Was ist die 'Aqiqa und ihre spirituelle Verankerung?
Die 'Aqiqa bezeichnet das Schlachten eines Opfertieres anlässlich der Geburt eines Kindes. Das Fleisch dieses Tieres wird anschließend im Kreise der Familie und Freunde verspeist, wobei ein Teil davon auch an Bedürftige gespendet wird. Dieses Opfer, und das Tier selbst, trägt den arabischen Namen « 'Aqiqa ». Für die Mehrheit der islamischen Gelehrten gilt die 'Aqiqa als Sunna mu’akkada, eine stark empfohlene Praxis des Propheten Muhammad (Allahs Segen und Friede auf ihm), die er und seine Gefährten selbst vollzogen haben. Einige Gelehrte, wie Al-Laith und Dawud von den Thahiriten, sahen sie sogar als Pflicht an. Dies unterstreicht ihre immense Bedeutung im islamischen Glauben. Wenn es die Umstände erlauben, sollte diese Sunna daher unbedingt durchgeführt werden.

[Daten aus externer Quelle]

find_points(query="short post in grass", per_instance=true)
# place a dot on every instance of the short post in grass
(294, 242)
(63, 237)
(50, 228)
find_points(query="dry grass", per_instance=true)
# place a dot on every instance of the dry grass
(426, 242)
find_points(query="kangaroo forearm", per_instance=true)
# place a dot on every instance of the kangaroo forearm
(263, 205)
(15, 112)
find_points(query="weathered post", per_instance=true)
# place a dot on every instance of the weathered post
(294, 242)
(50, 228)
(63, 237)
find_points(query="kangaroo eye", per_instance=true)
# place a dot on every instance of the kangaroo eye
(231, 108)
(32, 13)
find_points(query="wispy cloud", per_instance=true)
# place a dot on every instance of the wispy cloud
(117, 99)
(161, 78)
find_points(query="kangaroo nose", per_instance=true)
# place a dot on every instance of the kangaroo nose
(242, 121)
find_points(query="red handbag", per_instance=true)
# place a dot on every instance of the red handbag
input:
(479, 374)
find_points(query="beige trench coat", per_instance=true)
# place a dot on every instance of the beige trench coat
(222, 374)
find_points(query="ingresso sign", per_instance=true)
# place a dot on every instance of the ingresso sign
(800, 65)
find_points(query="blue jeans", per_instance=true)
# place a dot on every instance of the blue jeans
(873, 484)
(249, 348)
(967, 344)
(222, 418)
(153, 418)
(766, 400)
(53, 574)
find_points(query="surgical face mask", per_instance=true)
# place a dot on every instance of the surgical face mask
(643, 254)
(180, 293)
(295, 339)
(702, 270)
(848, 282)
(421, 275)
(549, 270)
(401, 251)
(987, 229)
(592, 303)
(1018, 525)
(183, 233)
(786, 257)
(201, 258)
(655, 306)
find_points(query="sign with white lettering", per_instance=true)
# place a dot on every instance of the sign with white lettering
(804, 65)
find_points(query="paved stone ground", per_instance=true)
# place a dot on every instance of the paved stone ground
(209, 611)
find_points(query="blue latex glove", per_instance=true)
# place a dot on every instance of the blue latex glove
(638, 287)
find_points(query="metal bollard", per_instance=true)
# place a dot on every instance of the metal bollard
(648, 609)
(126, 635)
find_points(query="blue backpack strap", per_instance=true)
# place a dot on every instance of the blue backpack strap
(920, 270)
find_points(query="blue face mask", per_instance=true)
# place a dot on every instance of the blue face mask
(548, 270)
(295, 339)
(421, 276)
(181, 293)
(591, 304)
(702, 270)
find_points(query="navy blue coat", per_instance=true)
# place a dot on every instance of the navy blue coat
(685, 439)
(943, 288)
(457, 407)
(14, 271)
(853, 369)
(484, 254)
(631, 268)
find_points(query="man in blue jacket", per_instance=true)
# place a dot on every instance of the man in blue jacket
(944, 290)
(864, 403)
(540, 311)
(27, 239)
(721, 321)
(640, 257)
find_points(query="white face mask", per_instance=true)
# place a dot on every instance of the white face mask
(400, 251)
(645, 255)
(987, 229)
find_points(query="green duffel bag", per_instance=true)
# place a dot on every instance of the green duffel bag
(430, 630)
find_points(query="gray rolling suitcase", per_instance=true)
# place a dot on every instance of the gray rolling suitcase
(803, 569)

Die spirituelle Bedeutung der 'Aqiqa wird durch einen überlieferten Hadith des Propheten (Allahs Segen und Friede auf ihm) deutlich, der besagt: „Jedes Neugeborene ist an seine Aqiqa gebunden, das für ihn an seinem siebten Tag geschlachtet wird, ihm werden die Haare geschnitten und ihm wird ein Name gegeben.“ (Abu Dawud, At-Tirmidhi). Dies bedeutet, dass das gesunde Heranwachsen, das Wohlergehen und der Schutz des Kindes in einer besonderen Beziehung zu diesem Opfer stehen. Es ist ein Opfer, das im Namen des Neugeborenen dargebracht wird, um bereits von den ersten Lebenstagen an Allahs Segen und Schutz für das Kind zu erwirken.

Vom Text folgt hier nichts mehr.